Assignment #2: Indexing a Textbook

Generate an index for a book.

The Input

The input file is specified as a command-line argument (use args).

The input file consists of a set of index entries. Each line consists of the string IX:, followed by an index entry name enclosed in braces, followed by a page number that is enclosed in braces. Each ! in an index entry name represets a sub-level. A |( represents the start of a range and a |) represents the end of the range. Occasionally, this will be the same page, and in that case, only output a single page number. Otherwise, do not collapse or expand ranges on your own. As an example, here's a sample input:

IX: {Series|(}        	{2}
IX: {Series!geometric|(}        	{4}
IX: {Euler's constant}       	{4}
IX: {Series!geometric|)}        	{4}
IX: {Series!arithmetic|(}        	{4}
IX: {Series!arithmetic|)}        	{5}
IX: {Series!harmonic|(}        	{5}
IX: {Euler's constant}       	{5}
IX: {Series!harmonic|)}        	{5}
IX: {Series|)}        	{5}
The corresponding output is
Euler's constant: 4, 5
Series: 2-5
   arithmetic: 4-5
   geometric: 4
   harmonic: 5

General output (if there is any) goes to System.out. General errors/warnings goes to System.err, and also index.log. The generated index goes to a file named index.txt.

Strategy

Use a TreeMap to map the index entry to a List that stores information about the page numbers.

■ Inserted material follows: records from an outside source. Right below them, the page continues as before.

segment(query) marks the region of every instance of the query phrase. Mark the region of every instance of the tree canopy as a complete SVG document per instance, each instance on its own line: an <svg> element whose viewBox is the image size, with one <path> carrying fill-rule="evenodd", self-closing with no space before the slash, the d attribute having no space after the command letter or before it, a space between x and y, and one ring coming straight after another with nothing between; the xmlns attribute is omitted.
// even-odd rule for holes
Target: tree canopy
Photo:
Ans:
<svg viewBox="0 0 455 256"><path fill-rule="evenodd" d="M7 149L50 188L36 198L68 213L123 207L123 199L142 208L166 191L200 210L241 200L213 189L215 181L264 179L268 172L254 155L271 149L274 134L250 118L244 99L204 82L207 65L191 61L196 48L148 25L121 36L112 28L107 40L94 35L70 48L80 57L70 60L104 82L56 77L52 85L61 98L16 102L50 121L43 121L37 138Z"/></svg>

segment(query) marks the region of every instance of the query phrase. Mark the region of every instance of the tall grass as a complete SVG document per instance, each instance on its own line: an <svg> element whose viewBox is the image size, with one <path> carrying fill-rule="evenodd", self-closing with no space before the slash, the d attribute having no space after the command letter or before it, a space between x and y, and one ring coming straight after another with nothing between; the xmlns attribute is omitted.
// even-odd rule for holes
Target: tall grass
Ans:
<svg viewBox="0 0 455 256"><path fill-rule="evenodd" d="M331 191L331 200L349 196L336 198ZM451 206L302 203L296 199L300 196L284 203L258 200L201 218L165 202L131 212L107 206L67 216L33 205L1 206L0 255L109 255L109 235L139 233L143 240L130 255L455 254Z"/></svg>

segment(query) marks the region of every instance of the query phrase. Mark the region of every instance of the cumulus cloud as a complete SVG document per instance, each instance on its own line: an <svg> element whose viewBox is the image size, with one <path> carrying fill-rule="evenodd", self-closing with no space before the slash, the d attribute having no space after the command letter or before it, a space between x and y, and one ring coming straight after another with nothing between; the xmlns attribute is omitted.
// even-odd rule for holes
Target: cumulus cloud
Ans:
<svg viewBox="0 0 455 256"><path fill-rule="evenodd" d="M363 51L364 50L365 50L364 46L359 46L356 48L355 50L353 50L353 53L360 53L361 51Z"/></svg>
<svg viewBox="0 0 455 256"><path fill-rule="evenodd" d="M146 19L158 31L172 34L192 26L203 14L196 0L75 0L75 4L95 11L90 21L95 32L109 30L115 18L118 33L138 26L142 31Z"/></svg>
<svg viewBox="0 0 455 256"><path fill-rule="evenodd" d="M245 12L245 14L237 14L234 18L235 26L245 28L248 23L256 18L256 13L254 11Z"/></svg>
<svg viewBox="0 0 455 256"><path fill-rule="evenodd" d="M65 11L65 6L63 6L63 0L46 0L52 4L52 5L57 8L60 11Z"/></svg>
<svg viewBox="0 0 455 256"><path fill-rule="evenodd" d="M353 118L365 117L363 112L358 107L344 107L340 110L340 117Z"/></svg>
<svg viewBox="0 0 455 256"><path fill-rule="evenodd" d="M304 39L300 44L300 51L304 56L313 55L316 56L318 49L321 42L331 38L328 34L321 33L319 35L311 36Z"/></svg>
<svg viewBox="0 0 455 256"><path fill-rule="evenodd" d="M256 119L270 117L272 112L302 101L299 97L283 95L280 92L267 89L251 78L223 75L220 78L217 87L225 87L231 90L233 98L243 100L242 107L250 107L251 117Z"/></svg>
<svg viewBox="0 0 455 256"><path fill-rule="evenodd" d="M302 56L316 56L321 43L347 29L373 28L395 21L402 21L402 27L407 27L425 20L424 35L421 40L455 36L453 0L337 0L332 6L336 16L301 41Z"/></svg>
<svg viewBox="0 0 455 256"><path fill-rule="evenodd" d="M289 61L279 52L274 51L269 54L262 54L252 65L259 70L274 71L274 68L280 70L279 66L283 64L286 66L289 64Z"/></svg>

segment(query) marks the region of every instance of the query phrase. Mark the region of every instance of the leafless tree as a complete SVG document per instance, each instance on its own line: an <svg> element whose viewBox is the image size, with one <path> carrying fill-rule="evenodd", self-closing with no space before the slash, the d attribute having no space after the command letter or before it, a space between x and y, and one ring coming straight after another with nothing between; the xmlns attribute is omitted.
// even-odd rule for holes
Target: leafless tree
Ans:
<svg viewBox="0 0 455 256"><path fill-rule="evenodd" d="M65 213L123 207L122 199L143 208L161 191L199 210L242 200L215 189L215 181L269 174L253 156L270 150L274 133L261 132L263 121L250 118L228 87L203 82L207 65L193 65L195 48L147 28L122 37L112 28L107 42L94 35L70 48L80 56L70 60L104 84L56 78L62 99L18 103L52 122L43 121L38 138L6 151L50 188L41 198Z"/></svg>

This problem is a slightly more involved variation of the concordance problem that I will discuss in class. Here, each entry in the List is not an Integer, but rather is an entity that stores a page number and an indication of whether the page number starts a range, finishes a range, or is on its own.

Ignore case distinctions so that the sort is case-independent. Also, make sure that the ! (exclamation point) compares as less than any other printable character (which is not what the default does). Otherwise, you will have subentries in the wrong place. To do this, define a function object that performs a case-insensitive comparison (operating on strings that have each ! replaced with a Unicode character that is lower in the character set (e.g. '\0')) and pass it to the TreeMap constructor.

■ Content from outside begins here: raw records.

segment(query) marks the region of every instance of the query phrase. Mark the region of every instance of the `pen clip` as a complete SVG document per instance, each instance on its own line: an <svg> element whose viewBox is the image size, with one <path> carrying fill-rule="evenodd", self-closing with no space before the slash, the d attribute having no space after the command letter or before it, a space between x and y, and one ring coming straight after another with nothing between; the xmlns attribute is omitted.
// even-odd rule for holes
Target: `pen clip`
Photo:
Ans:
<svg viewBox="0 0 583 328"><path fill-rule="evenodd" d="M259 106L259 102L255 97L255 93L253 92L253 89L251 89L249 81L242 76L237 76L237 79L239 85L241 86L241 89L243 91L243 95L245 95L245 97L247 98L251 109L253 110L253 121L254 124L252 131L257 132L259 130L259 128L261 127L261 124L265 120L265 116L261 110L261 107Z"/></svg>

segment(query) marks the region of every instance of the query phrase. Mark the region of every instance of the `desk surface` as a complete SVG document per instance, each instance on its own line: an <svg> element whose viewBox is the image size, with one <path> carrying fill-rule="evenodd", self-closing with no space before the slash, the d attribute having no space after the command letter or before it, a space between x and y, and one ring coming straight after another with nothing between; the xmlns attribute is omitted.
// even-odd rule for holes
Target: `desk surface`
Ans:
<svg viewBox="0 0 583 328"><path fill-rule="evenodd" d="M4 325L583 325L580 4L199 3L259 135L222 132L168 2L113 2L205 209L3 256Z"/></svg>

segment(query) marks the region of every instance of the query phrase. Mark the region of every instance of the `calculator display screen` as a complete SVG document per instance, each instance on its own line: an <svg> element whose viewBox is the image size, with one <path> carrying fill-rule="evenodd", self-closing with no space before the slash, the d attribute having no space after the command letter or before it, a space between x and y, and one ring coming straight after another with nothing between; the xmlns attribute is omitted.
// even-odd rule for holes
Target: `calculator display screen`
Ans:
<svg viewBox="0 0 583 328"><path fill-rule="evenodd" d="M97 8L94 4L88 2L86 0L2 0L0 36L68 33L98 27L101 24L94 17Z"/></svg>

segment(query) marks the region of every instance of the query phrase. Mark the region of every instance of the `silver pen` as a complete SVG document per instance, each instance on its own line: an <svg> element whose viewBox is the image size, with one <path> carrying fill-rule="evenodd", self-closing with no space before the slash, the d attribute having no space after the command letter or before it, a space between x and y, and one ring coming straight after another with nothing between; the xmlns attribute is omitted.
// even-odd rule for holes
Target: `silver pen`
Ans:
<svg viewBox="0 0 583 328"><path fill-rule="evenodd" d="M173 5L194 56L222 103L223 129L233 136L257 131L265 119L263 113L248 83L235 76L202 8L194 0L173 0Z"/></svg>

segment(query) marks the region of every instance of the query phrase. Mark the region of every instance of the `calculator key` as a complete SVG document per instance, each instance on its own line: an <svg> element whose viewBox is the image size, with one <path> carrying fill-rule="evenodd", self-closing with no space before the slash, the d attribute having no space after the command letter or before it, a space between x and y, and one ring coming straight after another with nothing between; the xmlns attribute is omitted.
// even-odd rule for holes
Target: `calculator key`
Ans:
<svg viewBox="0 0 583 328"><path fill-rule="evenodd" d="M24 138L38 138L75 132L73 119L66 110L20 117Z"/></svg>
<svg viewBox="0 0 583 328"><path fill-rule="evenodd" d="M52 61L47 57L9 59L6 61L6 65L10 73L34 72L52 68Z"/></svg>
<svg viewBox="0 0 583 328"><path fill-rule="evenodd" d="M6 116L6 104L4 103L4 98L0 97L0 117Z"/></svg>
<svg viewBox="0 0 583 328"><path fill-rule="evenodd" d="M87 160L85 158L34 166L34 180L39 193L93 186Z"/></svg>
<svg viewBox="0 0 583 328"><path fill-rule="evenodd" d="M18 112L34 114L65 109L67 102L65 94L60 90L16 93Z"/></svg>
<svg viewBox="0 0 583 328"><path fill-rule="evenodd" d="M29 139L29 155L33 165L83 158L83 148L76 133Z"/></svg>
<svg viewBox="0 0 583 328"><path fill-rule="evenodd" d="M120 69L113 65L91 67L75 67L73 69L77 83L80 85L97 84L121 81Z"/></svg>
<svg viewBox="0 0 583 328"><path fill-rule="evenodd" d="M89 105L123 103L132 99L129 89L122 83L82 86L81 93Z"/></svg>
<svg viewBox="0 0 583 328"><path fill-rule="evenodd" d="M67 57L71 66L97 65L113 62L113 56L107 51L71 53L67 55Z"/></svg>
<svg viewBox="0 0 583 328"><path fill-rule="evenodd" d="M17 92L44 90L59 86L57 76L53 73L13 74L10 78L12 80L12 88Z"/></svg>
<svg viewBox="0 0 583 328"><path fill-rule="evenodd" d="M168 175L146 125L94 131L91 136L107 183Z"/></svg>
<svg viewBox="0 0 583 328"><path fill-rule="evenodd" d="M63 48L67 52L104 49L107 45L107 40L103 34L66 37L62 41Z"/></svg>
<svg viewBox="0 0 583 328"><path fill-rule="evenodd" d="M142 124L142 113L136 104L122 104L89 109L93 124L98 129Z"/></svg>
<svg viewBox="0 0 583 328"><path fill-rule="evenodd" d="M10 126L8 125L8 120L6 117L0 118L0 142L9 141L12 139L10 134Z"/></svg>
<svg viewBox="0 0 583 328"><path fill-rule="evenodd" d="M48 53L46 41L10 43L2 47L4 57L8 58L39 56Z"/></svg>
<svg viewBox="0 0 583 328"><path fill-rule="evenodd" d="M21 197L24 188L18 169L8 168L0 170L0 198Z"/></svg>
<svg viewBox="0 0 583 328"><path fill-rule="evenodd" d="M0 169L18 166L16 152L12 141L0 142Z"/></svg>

You may assume that every line of the input is properly formatted. You must verify that |( and |) are properly matched, and print a warning message if they are not. Any strange-looking characters on the line can be accepted as part of the index entry (they are likely text-formatting commands).

Occasionally, there will be a sub-entry even though there is no main entry (or even a sub-sub-entry with no sub-entry and main entry). You will need to detect instances in which this occurs and fabricate a main entry. The easiest way of doing that is in the final output routine.

Handling the see also entries is extra credit. Look in the index of a real book to see how "see also" lines are typically processed. Generally, the page number goes to the main entry, and the see also entry is not numbered. In order to get points for extra credit you must have a program that works correctly for the required portion, and you must clearly state that you have implemented the extra credit as part of your documentation.

What To Submit

Submit complete source code and generate an index for my first textbook. Note: there are a few indexing errors.